Additionally, high temperatures and shifting photoperiods during the summer and early fall are associated with reduced fertility in sows, manifesting as delayed puberty, extended wean-to-estrous intervals, lower pregnancy rates, and conception failures [142,143]. Ramírez et al. (2009) reported that polymorphisms in the MTNR1A gene significantly influence the seasonal reproduction of pigs [144]. Gilts administered melatonin during the follicular and early luteal developmental phases exhibited prolonged estrous duration and enhanced embryo survival rates, particularly during summer under varying room temperatures and lighting regimens [121]. Arend et al. (2019) discovered clear evidence of seasonal fertility failures in gilts and sows; however, melatonin treatment failed to improve litter traits in gilts and even reduced estrus in parity 1 sows [122]. The efficacy of melatonin treatment in pigs’ seasonal infertility appears to be influenced by factors such as parity, duration of treatment administration, and variations in pre-breeding light exposure and thermal conditions, which may collectively account for observed differences in response to melatonin therapy.

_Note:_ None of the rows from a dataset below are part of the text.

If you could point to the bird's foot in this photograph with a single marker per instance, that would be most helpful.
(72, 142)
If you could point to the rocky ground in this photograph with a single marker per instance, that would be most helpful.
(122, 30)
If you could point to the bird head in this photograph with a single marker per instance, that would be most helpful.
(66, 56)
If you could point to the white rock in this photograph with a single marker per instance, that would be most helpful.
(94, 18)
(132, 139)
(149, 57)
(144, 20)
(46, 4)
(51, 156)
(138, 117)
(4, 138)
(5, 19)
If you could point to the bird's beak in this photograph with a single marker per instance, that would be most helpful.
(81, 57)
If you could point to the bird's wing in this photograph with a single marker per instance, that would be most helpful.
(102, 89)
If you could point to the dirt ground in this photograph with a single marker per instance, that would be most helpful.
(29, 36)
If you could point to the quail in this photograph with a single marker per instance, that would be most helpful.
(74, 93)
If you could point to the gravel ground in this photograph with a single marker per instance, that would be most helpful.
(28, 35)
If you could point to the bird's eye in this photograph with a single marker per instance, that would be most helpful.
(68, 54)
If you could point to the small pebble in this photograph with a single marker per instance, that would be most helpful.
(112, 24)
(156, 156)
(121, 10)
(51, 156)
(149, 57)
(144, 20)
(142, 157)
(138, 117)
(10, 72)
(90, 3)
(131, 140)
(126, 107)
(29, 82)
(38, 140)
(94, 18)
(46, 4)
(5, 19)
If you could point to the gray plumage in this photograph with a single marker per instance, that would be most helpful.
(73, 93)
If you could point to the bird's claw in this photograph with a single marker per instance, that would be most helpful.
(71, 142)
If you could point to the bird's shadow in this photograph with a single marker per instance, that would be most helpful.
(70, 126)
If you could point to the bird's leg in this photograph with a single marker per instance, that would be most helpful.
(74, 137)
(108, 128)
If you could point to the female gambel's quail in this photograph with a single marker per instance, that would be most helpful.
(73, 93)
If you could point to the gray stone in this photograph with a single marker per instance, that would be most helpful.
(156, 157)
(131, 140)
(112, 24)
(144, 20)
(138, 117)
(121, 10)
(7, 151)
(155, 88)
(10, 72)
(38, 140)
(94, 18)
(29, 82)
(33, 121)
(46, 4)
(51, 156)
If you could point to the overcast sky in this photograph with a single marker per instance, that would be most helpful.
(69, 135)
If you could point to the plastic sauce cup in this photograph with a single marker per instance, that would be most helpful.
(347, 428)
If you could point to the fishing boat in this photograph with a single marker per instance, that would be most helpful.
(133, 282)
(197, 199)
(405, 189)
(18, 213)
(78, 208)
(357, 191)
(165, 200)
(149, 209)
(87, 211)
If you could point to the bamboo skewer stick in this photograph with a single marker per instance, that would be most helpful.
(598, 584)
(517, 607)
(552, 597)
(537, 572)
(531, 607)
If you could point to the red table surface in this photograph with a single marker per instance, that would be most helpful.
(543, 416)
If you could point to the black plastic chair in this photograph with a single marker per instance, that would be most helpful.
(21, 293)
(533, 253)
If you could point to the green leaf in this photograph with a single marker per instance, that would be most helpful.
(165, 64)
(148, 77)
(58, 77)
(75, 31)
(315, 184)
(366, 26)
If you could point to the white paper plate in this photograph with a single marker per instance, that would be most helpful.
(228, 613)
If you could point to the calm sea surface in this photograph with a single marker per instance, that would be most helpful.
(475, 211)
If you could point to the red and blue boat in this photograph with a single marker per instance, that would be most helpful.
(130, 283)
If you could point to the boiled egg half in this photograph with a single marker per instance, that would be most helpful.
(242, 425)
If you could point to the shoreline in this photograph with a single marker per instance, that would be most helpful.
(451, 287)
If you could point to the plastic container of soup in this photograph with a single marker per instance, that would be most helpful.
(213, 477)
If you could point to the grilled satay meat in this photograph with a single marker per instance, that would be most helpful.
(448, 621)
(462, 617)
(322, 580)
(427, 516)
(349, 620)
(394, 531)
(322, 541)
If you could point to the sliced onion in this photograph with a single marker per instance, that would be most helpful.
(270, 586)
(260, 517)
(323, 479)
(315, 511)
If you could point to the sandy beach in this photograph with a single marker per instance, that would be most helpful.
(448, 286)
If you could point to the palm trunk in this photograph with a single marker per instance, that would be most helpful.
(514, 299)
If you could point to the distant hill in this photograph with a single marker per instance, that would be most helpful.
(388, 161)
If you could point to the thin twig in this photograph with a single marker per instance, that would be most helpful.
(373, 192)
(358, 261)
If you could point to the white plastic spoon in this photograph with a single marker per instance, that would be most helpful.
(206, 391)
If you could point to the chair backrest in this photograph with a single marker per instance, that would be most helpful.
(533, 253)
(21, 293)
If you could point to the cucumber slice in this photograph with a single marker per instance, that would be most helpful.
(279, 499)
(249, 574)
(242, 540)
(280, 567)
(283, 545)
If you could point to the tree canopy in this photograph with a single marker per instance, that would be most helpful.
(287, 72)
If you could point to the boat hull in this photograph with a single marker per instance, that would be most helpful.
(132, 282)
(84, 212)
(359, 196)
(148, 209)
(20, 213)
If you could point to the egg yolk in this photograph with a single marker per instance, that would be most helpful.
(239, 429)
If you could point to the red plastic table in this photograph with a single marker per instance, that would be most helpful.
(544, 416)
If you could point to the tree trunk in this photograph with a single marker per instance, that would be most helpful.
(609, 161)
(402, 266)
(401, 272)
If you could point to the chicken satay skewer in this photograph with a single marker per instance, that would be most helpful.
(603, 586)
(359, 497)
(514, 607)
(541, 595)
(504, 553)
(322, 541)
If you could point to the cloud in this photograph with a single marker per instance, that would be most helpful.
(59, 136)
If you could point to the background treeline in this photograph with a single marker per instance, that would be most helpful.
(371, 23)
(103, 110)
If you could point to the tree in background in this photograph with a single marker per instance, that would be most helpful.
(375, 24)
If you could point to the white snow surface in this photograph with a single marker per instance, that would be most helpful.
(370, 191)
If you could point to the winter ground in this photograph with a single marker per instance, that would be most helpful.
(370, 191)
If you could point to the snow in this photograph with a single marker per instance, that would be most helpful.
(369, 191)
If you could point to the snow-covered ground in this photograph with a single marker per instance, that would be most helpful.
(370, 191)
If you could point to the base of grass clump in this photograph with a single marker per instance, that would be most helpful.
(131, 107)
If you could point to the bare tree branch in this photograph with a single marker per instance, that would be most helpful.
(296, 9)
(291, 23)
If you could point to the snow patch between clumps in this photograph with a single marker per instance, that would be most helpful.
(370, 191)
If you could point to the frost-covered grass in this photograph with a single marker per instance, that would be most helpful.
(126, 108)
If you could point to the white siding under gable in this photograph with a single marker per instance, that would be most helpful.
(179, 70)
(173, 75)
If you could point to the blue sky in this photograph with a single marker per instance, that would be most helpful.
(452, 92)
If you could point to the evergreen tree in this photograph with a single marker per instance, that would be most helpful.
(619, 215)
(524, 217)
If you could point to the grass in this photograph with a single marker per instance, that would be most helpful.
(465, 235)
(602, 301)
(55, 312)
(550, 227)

6. Conclusions and Perspectives

Gut melatonin is derived from multiple potential sources, including diet, enterochromaffin cells, intestinal microbiota, and microbial metabolites (Figure 2). Melatonin plays a pivotal role in maintaining gut health through its antioxidant, anti-inflammatory, and microbiota-modulating properties. Gut melatonin regulates redox balance, immune responses, and barrier function via receptor-dependent (MT1/MT2) and receptor-independent pathways, while also interacting bidirectionally with gut microbiota. However, the precise mechanisms by which gut-derived melatonin exerts its physiological effects, particularly its complex interplay with the gut microbiota, are still being elucidated. Further validation is required before these mechanistic insights can be translated into targeted therapeutic strategies. Notably, given that mitochondria serve as the primary sites of melatonin synthesis, the biological significance of mitochondrial melatonin interactions warrants systematic investigation.
Figure 3 provides an integrative overview of the cascade from melatonin signaling in the gut to the production outcomes observed in swine. In swine production, dietary melatonin supplementation has demonstrated considerable potential: it improves growth performance under stress conditions, enhances intestinal barrier function, and mitigates oxidative damage. This pattern implies that melatonin may function as a stress mitigator that helps pigs maintain performance and health under adverse conditions. In addition, melatonin positively influences reproductive outcomes by improving embryonic development and placental function. However, several challenges need to be addressed to facilitate the practical application of melatonin: (1) the optimal dosage of melatonin for different physiological stages (e.g., weaning, growing–finishing, gestation) requires further refinement; (2) timing of administration may also influence efficacy; pigs exhibit circadian rhythms, and whether daytime versus nighttime feeding affects outcomes remains unknown; (3) melatonin is light-sensitive, and its stability in feed under commercial storage conditions has yet to be systematically evaluated; (4) residue concerns, although melatonin is an endogenous molecule with a favorable safety profile, nonetheless merit evaluation given increasing consumer attention to food safety; (5) economic viability hinges on a clear cost–benefit advantage. Field trials that weigh supplementation costs against tangible improvements, including reduced morbidity, enhanced growth, and better reproductive performance, are essential to support adoption by the swine industry; and (6) the regulatory status of melatonin as a feed additive remains unresolved. In many major pork-producing regions, melatonin is regulated as a hormone or veterinary drug rather than a simple feed additive.
In summary, while the scientific evidence for melatonin’s benefits in swine is compelling, its path to commercial application is contingent upon regulatory classification and demonstration of economic viability. Until these issues are addressed, melatonin should be regarded as an experimental intervention with therapeutic potential rather than a standard production tool.

Author Contributions

Conceptualization, X.P. and Z.A.; writing—original draft preparation, X.P., Z.A., H.L. and W.T.; writing—review and editing, X.P., Z.C., Y.X., J.P., Z.Y. and Z.S. All authors have read and agreed to the published version of the manuscript.

Funding

This study was supported by the National Natural Science Foundation of China (32402769), the Natural Science Foundation of Chongqing (CSTB2023NSCQ-MSX1056), the Open Project Program of Sichuan Provincial Key Laboratory of Animal Disease-Resistant Nutrition, Sichuan Agricultural University (SZ202301-03), the Science and Technology Research Program of Chongqing Municipal Education Commission (KJQN202500207), and the Fundamental Research Funds for the Central Universities (SWU-KQ22058).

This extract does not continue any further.